Membiasakan diri, itu kata kuncinya. Membiasakan hal baik, maka akan terbiasa dengan segenap kebaikan. Tapi tentu kesadaran selalu datang terlambat.
Begitulah Mak Jumilah dan Bang Brengos menyadari diri dan kekurangan mereka. Bangun jam 3 meski aras-arasen (Jw), alias ogah-ogahan, memang sesuatu sekali. Masih ngantuk, merasa belum puas tidur, Â malas, dan seterusnya, menjadi penghambat.
"Sudah jam tiga, Bang. Bangun, tahajud. . . . . !" ucap Mak Jumilah sambil menggoyang-goyang ujung kaki suaminya.
"Baru jam tiga, Bu.

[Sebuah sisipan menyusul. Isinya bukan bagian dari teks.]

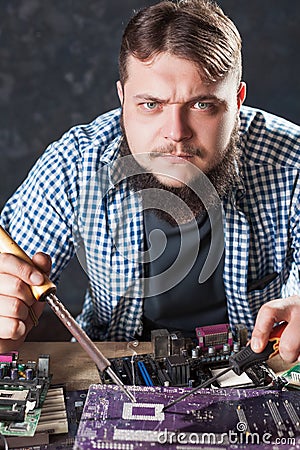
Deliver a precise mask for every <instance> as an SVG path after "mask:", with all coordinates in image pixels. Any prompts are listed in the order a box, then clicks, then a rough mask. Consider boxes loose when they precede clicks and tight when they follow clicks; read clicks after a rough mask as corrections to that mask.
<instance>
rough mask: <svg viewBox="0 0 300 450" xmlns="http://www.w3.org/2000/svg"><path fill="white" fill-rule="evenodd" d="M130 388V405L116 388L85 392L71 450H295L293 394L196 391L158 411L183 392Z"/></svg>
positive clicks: (233, 390)
mask: <svg viewBox="0 0 300 450" xmlns="http://www.w3.org/2000/svg"><path fill="white" fill-rule="evenodd" d="M130 389H131V390H132V392H133V393H134V395H135V397H136V400H137V402H136V403H131V402H129V401H128V398H127V397H126V396H125V395H124V393H123V392H122V391H121V390H120V389H119V388H118V387H117V386H113V385H92V386H91V387H90V389H89V392H88V397H87V400H86V403H85V407H84V410H83V414H82V416H81V421H80V424H79V428H78V431H77V437H76V440H75V446H74V450H90V449H118V450H138V449H141V448H143V449H151V450H153V449H158V448H167V449H177V450H183V449H206V450H208V449H214V450H216V449H225V448H226V449H232V450H233V449H235V450H236V449H249V448H251V449H253V450H255V449H260V450H275V449H276V450H278V449H285V450H287V449H299V448H300V398H299V393H298V392H287V391H273V390H260V389H201V390H200V391H198V392H197V393H195V394H192V395H191V396H190V397H187V398H186V399H184V400H182V401H181V402H179V403H177V404H176V405H174V406H173V407H172V408H170V409H169V410H166V411H165V412H164V411H163V407H164V405H166V404H168V403H169V402H170V401H172V400H174V399H175V398H177V397H178V396H180V395H181V394H182V393H183V392H186V388H178V387H159V386H153V387H146V386H136V387H131V388H130Z"/></svg>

Biar kuteruskan dulu barang beberapa menit. . . . . !" jawab Bang Brengos serasa menaikkan selimut, dan bergantgi arah tidur.
"Ketiduran nanti. Nanti terbangun lagi pas azan. Lewat tahajudnya. . . .!"

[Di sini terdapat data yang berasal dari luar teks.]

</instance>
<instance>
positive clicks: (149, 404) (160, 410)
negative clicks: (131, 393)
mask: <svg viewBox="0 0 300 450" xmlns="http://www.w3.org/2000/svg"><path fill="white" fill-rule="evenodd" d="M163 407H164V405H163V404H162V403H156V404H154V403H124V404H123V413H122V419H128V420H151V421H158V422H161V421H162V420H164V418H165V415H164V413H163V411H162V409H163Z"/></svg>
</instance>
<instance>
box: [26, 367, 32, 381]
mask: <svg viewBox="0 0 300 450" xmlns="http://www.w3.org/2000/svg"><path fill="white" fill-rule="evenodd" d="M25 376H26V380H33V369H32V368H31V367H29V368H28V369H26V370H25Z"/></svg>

Dalam bahasa agama, itulah godaan setan. Jangan lupa, apapun yang menuju kebaikan itu selalu ada penghalangnya. Dan setan yang menyusup di dalam hati mempengaruhi. Maka perlu dibiasakan, Terus-menerus dibiasakan. Sampai sikap kita berubah dari memenuhi perintah salat sekadar memenuhi kewajiban menjadi kebutuhan.
*
Masjid Azam cukup besar untuk ukuran pinggiran kota. Jemaahnya terbatas. Sebab ia dibangun belakanganya. Ada beberapa masjid kecil dan musalah di sekitarnya.
Ke sana Mak Jumilah dan Bang Brengos salat subuh berjemaah setiap harinya. Gerimis sempat turun, tapi sebentar. Mang Yana mengumandangkan azan. Memanggil jemaah melalui pelantang, alias speaker, yang diletakkan di atas lantai tiga.

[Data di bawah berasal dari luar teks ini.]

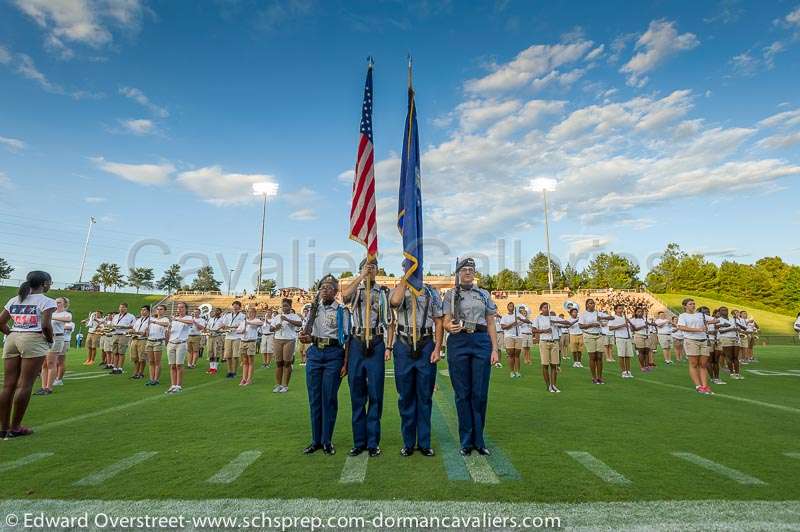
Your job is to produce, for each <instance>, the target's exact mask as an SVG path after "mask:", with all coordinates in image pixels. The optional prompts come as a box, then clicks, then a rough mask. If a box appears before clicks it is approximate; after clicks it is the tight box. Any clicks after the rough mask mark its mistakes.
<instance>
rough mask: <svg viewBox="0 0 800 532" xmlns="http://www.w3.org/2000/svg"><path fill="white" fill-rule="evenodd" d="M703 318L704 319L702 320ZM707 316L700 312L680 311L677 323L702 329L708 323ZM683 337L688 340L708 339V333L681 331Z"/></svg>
mask: <svg viewBox="0 0 800 532" xmlns="http://www.w3.org/2000/svg"><path fill="white" fill-rule="evenodd" d="M704 320H705V321H704ZM708 320H709V318H708V317H707V316H705V315H704V314H702V313H701V312H695V313H694V314H689V313H688V312H683V313H681V315H680V316H678V325H679V326H680V325H682V326H684V327H692V328H698V329H703V328H705V327H706V325H707V324H708ZM683 337H684V338H688V339H689V340H706V339H708V335H707V334H706V332H705V331H703V332H687V331H683Z"/></svg>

Pada saat bersamaan pelantang dari masjid dan musala sekitar bersahutan. Jumlah Jemaah tak berubah. Segitu-gitunya. Salat subuh berjamaah di masjid memang bukan hal mudah dijalani. Itu mengapa mereka yang rajin mendapat predikat tersendiri, yang membedakannya dengan muslim lain.